You replace the magnets with field windings and you will be back to a brushed motor!
Brushes, in and of themselves, are not horrible. They can be designed to last a while, and particularly for DC brushes, the commutator will be simply a smooth ring that can minimize wear and have minimal current passing through it.
The tone of this conversation, though, is quite interesting and forward thinking. If you consider how a motor makes power, it's torque multiplied by speed. Simple concept, but here, because the speed of the wheel is much less than the 200MPH rotor speeds of high speed motors, we are talking about 1) reducing the rotational speed by going to direct drive and eliminating any gearing 2) maintaining the speed at the air-gap by increasing the air gap diameter by a similar amount as the decrease in rotational speed, and 3) stretching out the active components of a small and powerful motor to essentially become a ring-motor. The idea itself is all quite sound, but, as LiveForPhysics mentioned, the geometries of the active components become thin and long, which may pose manufacturing/availability issues. Secondarily, the primary issue I see is gap maintenance. Electric motors, particularly optimized ones, require a small and uniform mechanical gap, which is particularly difficult for radial gaps considering deformation of the wheel from bumps and such, but axial may be easier, similar to the circuit-board style stator of Boulder Wind.

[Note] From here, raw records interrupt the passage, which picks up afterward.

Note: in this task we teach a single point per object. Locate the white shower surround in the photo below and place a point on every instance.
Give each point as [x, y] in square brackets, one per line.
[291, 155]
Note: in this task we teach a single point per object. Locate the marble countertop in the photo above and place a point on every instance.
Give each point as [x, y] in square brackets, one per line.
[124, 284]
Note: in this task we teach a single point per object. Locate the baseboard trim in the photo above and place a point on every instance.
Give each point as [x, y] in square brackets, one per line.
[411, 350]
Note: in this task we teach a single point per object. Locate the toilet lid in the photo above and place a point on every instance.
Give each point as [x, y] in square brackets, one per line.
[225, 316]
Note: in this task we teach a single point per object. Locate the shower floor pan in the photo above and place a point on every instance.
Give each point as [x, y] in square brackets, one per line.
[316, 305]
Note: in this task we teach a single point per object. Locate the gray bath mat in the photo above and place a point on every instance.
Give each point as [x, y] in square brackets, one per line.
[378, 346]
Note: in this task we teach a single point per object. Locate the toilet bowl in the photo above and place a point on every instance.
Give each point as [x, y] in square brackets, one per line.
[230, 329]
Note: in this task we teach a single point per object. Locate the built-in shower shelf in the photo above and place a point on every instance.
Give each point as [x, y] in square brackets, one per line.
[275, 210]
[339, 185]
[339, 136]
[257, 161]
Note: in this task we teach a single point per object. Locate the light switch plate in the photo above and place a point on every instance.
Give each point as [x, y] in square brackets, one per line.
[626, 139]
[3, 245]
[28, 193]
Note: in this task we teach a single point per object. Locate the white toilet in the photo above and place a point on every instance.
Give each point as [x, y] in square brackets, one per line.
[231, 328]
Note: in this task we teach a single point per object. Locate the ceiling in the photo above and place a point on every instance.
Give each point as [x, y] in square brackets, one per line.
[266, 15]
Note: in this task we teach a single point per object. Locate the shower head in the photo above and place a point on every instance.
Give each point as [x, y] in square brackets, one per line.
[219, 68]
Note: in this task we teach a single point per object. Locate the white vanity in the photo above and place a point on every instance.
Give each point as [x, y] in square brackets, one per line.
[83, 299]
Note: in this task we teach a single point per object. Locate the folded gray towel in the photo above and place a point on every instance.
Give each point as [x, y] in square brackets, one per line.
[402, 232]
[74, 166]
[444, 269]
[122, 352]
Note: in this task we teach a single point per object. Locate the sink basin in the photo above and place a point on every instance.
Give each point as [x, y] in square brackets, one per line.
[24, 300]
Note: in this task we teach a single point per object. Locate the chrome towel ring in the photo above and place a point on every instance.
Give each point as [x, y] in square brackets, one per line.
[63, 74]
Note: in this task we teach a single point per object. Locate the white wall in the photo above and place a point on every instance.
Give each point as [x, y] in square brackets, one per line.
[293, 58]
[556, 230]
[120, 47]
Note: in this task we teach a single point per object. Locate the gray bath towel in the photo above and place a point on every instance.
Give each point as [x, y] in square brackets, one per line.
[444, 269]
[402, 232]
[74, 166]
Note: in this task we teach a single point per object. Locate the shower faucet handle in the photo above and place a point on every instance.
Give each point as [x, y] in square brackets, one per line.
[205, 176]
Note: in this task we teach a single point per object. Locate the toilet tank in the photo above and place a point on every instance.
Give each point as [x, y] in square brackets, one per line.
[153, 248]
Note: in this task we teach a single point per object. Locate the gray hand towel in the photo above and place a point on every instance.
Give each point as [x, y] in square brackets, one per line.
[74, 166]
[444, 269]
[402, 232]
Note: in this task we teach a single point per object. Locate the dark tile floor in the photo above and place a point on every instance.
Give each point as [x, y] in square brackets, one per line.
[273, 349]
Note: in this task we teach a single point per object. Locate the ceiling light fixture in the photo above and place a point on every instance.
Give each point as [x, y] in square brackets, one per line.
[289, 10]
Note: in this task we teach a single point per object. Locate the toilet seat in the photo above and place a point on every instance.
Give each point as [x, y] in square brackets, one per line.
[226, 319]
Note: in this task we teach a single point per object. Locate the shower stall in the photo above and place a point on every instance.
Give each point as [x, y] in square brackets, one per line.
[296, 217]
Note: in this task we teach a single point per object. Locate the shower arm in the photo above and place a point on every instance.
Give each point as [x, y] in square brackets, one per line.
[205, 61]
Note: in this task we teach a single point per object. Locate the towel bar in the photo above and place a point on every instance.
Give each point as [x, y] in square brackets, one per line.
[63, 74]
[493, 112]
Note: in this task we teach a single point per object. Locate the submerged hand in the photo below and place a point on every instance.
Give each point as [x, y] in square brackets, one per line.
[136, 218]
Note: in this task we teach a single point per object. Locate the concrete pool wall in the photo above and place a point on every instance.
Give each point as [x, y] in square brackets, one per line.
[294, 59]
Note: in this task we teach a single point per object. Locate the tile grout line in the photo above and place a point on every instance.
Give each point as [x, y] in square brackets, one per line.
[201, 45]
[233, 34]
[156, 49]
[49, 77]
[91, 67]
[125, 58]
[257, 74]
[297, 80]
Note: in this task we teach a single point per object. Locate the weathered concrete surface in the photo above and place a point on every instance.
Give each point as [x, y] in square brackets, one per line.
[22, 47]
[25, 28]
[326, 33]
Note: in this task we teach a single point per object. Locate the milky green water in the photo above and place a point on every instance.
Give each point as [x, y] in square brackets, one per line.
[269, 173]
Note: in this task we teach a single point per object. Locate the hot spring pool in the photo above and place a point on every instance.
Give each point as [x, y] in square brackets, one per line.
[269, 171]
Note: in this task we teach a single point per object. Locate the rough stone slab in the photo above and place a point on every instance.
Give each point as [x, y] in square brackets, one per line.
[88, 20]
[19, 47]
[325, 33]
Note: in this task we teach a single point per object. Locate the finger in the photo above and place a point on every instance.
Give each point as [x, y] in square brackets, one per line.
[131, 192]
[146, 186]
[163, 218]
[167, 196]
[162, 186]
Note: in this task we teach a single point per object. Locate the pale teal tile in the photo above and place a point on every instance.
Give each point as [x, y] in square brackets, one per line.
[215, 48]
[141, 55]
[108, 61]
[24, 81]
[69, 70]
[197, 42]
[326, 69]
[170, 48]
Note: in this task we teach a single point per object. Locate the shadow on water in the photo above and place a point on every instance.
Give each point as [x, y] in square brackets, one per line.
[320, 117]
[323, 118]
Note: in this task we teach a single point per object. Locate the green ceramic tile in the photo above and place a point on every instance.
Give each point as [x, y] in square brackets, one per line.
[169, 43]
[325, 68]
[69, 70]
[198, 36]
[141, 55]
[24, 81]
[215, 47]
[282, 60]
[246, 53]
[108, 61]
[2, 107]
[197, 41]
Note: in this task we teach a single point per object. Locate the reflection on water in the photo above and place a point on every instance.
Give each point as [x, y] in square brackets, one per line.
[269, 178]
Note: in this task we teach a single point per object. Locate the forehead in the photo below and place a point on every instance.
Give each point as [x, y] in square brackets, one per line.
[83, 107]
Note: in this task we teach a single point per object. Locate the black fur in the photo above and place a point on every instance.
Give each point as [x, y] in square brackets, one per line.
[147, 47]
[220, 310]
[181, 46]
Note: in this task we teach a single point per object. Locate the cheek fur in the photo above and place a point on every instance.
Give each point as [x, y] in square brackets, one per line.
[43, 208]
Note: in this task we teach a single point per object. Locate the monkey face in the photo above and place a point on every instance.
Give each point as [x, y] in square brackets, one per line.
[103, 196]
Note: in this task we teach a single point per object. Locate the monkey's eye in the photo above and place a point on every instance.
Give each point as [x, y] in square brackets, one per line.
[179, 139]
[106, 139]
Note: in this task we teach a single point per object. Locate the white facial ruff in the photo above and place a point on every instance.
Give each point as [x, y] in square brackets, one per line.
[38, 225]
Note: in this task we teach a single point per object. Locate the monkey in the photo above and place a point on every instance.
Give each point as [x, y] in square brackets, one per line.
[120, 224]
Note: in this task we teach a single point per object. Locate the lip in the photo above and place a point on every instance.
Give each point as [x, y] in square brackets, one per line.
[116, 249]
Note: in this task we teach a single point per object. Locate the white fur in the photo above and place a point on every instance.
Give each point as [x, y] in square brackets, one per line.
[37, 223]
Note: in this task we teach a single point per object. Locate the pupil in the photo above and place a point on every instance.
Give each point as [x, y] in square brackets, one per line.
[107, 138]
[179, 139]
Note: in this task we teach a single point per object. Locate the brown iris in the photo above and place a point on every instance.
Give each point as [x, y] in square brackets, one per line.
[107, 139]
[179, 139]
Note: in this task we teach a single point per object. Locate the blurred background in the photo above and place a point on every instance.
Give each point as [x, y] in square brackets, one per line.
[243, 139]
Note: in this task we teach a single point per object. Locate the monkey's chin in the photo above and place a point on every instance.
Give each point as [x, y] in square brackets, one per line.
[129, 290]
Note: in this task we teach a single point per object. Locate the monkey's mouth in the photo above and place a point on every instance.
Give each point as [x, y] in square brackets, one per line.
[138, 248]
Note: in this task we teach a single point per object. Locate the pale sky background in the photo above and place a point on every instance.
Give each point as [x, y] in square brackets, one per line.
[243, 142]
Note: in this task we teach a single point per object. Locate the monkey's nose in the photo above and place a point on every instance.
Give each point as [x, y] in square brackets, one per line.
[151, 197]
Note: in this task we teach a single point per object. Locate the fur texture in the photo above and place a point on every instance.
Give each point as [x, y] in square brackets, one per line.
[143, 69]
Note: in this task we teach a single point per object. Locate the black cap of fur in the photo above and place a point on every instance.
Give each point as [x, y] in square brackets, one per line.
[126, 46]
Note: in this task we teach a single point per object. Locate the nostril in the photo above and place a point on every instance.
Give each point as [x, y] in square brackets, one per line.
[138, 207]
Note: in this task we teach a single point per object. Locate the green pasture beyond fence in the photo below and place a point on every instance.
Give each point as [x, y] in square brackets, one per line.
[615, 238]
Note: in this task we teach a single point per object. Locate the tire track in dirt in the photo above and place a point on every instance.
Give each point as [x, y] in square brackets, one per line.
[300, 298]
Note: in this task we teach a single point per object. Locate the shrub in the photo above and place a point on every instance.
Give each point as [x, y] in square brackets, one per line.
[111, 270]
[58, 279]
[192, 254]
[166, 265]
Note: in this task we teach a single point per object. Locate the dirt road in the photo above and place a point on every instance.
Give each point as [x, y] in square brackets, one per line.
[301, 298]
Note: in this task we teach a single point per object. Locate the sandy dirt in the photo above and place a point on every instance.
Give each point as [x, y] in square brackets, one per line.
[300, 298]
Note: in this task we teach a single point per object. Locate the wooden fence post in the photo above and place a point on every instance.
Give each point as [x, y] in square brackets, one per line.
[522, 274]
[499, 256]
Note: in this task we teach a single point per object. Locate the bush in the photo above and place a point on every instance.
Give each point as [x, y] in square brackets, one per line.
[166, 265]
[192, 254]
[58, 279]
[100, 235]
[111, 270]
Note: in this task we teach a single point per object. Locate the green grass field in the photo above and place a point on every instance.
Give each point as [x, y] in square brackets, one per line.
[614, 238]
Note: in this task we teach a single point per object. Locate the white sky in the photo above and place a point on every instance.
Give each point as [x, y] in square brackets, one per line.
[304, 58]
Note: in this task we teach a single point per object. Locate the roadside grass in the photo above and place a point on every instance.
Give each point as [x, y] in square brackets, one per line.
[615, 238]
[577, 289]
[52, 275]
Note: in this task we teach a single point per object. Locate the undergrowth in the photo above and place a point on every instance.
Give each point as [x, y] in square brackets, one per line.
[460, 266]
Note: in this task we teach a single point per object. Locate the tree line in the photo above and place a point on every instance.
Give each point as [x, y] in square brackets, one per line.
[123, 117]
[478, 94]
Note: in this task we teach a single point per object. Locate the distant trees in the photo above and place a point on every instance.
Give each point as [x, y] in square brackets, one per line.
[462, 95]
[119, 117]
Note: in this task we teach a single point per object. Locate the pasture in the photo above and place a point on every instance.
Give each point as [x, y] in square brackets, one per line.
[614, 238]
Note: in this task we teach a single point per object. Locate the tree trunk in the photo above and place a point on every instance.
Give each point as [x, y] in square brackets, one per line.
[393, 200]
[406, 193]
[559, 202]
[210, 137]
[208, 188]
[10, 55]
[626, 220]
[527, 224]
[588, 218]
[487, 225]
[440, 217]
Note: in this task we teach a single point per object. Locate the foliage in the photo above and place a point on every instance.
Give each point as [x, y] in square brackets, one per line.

Lastly, the only other issue I see is the practicality of seals, from weather/debris. When the gap is so large, typically the seal has to be similarly large, which creates a significant cost, a wear item, and drag. One solution to this may be sealing in the entire wheel from weather, using a velodrome style wheel, where the rotating seal can then be brought to a significantly smaller diameter.
So to re-cap, if you want an elegant and light solution to powering a wheel, spread out the active material (copper, iron, magnets) to the outer-most diameter practical so that the speeds are high and therefore doesn't require as much torque/force from the motor to do whatever job is required.
Caveat: this is only practical if the operating speeds and electrical frequencies of the motor are within reasonable limits from a mechanical perspective (things flying apart) and a loss perspective (high frequency losses in steel or magnets). The rotational speeds depend on the strength of the construction, where the electrical frequency losses are due to the selection of magnetic material, like the thinness of the laminations, or the magnet segmentation. A high pole number (many teeth) will keep the torque quite high, and reduce the magnetic material (iron) to carry the magnetic fields, but if the frequencies from rotation become higher than, say, 1000Hz, (400 poles, 2.5 rotations per second, ~14MPH) then the frequency-related losses become something that need to be considered.